Good luck, honey! Maybe you'll get a little back this year.
I hate that time of the year (filing taxes). My biggest joy in completing
the tast is seeing how much money the gov't is going to give me back.
UK tax returns also have to be in by the end of this month, and my accounts
are in a terrible mess. Every year I swear I'll be more organised; this
year I even started last summer, but it's almost the end of January and
they're worse than ever.
Is the lack of using "to be" Pennsylvanian? Lovey does it all the time and
it urks the s*&t out of me!!! I'm constantly shouting, "You forgot the TO
BE!!!".
Same same up here in Canada. This is the first year in a long time that I
will have to pay taxes because of the sublet I'm over the threshold.

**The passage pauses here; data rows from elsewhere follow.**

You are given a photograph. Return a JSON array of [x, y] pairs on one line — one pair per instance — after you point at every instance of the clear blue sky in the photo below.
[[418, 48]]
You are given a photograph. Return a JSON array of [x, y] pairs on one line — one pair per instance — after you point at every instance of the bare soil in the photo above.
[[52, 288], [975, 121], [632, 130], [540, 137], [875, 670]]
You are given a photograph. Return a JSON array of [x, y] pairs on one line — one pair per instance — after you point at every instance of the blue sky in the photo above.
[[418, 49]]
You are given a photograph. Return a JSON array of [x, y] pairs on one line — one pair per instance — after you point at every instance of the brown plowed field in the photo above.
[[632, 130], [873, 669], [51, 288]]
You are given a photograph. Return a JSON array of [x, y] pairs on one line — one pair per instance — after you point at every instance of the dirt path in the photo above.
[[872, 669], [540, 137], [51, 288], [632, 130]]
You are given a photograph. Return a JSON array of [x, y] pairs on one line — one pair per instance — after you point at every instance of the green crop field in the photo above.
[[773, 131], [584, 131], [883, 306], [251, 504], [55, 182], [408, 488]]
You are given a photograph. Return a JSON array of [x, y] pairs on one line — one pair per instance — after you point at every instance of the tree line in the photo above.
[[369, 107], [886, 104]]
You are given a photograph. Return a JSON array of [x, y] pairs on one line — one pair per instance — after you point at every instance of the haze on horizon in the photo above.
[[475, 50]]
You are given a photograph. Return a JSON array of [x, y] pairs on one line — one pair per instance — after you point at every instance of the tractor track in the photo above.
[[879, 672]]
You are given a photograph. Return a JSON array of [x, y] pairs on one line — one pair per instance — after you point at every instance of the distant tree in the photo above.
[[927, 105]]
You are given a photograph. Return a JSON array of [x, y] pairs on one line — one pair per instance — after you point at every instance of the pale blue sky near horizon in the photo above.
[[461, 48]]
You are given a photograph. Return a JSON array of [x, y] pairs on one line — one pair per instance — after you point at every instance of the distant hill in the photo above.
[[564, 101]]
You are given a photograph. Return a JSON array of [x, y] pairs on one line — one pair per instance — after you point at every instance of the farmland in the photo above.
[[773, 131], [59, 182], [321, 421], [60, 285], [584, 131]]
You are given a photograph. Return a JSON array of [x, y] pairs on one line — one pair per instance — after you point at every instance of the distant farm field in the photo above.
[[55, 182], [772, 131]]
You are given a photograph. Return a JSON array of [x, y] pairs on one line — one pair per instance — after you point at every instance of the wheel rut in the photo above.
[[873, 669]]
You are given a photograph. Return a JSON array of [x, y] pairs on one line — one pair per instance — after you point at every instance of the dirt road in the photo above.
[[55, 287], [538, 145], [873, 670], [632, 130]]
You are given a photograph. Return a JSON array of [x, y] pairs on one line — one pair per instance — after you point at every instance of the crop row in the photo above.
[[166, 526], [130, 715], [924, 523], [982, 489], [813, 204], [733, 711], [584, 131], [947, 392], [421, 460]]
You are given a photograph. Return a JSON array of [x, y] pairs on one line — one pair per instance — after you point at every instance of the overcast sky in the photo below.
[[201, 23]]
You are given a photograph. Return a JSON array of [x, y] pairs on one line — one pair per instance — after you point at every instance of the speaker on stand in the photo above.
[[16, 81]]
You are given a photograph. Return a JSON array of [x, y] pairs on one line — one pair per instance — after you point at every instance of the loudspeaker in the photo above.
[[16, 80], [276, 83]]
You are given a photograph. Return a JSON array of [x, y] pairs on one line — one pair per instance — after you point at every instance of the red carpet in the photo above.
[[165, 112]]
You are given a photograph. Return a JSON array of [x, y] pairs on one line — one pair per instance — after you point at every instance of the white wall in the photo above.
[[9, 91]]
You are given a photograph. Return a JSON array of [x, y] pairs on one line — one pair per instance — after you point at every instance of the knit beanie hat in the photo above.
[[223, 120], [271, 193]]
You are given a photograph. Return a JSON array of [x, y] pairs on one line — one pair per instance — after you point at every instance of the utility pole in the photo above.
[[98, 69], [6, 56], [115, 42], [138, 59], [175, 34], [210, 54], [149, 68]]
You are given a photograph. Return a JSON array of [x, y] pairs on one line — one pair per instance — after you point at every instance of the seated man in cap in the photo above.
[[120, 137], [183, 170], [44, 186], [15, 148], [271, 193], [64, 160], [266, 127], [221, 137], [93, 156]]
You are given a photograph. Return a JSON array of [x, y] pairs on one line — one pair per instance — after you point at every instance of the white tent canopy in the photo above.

It's
only a hundred bucks but it still annoys me because they have already
extracted 12% of what I spent for GST/PST. Still we have our health plan
and the infrastructure is not coming apart so I have very little to
complain about.
My father used to do mine when he was still alive. After he died, I've
been using the free tax preparation help offered at my local library, which
is done by retired professional accountants. They even file it
electronically for me, too.
Catty, you've got to email your representative and senators about my Tax
Simplification Plan. Which states the first $50K of income is exempt from
federal income tax. Payroll tax will still be assessed. We do this after
rescinding the initial Bush tax. This will be fair to all.
Oh damn. I forgot it was that time of year again. When I was a single mom
working full-time, the Earned Income Tax Credit really helped us. I don't
know what the EIC laws are now, because they change the laws every year,
but it's worth checking to see if you qualify.
I confess, we pay another to figure it out. Like you, my husband owns his
own business, and it gets complicated.